A rapid and simple single‐step method for the purification of Toxoplasma gondii tachyzoites and bradyzoites

This study describes a simple method for the large‐scale isolation of pure Toxoplasma gondii tachyzoites and bradyzoites. T. gondii tachyzoites were obtained from infected human foreskin fibroblasts (HFFs) and peritoneal exudates of mice, while tissue cysts containing bradyzoites were collected from chronically infected mice. Harvested cells and brain tissues were incubated in Hanks balanced salt solution (HBSS), containing 0.25% trypsin and 0.5% taurodeoxycholic acid (TDC) for 5 min.
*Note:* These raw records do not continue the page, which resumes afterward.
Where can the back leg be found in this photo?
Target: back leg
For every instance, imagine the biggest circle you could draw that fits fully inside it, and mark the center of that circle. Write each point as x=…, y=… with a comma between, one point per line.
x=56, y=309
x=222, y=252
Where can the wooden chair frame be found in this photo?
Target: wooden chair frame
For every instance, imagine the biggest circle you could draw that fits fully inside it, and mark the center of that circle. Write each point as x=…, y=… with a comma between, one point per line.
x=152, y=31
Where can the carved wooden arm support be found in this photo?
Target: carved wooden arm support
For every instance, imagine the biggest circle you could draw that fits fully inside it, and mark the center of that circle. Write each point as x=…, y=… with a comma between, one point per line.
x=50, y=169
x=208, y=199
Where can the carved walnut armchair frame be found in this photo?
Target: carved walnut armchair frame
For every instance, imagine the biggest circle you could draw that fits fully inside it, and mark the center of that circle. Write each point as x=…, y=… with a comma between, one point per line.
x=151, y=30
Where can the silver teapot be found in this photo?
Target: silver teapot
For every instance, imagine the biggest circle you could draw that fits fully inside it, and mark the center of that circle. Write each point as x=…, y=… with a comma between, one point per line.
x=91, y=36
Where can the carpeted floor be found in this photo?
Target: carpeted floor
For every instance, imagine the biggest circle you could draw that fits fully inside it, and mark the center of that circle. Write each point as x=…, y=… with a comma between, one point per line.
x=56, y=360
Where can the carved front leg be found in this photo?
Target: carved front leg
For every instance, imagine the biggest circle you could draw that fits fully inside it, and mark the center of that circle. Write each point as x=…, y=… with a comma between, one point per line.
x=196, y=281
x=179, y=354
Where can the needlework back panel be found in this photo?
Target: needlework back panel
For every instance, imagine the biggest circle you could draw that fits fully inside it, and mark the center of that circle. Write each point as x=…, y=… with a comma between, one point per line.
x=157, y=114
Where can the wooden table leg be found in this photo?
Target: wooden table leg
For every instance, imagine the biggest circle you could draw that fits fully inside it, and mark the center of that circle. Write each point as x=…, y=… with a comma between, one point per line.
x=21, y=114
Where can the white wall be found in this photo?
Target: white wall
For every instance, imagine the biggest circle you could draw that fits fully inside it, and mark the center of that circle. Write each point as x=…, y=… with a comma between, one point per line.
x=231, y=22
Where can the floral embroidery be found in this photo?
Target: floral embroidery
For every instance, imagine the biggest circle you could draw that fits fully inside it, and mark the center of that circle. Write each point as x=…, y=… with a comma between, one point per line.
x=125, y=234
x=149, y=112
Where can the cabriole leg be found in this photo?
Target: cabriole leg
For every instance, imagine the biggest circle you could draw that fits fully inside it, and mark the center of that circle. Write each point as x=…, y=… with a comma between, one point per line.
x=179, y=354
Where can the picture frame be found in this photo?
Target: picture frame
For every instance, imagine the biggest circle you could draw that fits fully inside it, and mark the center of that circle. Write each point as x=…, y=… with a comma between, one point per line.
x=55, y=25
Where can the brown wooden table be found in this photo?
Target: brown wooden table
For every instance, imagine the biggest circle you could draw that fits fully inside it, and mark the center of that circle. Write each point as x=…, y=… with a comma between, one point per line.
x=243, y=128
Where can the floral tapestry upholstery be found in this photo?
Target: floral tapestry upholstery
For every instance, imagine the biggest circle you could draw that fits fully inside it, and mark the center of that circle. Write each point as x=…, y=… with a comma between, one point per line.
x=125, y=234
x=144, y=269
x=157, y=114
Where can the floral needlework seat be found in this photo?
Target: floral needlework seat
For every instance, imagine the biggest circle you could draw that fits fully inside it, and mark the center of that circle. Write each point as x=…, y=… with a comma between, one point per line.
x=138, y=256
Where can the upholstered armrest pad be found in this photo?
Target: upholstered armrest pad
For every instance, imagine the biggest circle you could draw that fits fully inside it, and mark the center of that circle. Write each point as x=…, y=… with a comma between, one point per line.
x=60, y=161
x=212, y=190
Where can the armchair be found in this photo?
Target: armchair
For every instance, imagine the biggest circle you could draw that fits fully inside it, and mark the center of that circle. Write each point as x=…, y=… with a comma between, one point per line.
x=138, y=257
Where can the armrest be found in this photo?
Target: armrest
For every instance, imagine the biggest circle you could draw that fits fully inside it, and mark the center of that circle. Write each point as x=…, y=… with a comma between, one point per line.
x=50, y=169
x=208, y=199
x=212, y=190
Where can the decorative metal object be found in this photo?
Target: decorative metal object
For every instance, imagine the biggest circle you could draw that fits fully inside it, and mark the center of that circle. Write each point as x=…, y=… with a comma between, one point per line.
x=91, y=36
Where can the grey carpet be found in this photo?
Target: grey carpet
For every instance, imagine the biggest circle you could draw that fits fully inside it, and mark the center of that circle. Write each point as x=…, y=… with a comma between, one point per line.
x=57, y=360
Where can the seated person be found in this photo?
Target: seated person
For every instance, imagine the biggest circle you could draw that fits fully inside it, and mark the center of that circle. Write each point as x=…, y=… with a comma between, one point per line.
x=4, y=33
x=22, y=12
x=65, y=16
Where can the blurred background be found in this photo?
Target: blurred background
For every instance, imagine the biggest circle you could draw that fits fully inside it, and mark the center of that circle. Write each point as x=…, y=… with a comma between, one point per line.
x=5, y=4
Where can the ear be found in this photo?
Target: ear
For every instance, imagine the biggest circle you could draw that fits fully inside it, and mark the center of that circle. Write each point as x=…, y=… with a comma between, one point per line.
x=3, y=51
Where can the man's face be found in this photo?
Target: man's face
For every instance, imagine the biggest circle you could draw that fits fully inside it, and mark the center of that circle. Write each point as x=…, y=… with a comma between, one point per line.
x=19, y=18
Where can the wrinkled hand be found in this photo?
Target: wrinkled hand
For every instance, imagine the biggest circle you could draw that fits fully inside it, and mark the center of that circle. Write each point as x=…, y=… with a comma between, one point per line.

Subsequent washes in phosphate buffered saline (PBS) were conducted, and the cell viability of the preparations was good, as determined by flow cytometry and ability to reinfect HFF cells and propagate in mice. The purification procedure allowed for a rapid preparation of pure T. gondii tachyzoites and bradyzoites in sufficient quantity that can be used for downstream procedures. The advantage of the new method is that it is convenient and inexpensive. We developed a rapid and simple method for purifying tachyzoites and bradyzoites with optimal yield and purity. The new proposed method has the following advantages: (1) zoites can be obtained quickly and easily; (2) the technique can be performed in low resource settings and capable of handling larger numbers of cells and tissues; (3) zoites obtained in this way are free of cellular debris; and (4) the viability and infectivity of tachyzoites, and bradyzoites are maintained. A more detailed study is required to explore the effect of trypsin on surface antigens of parasites.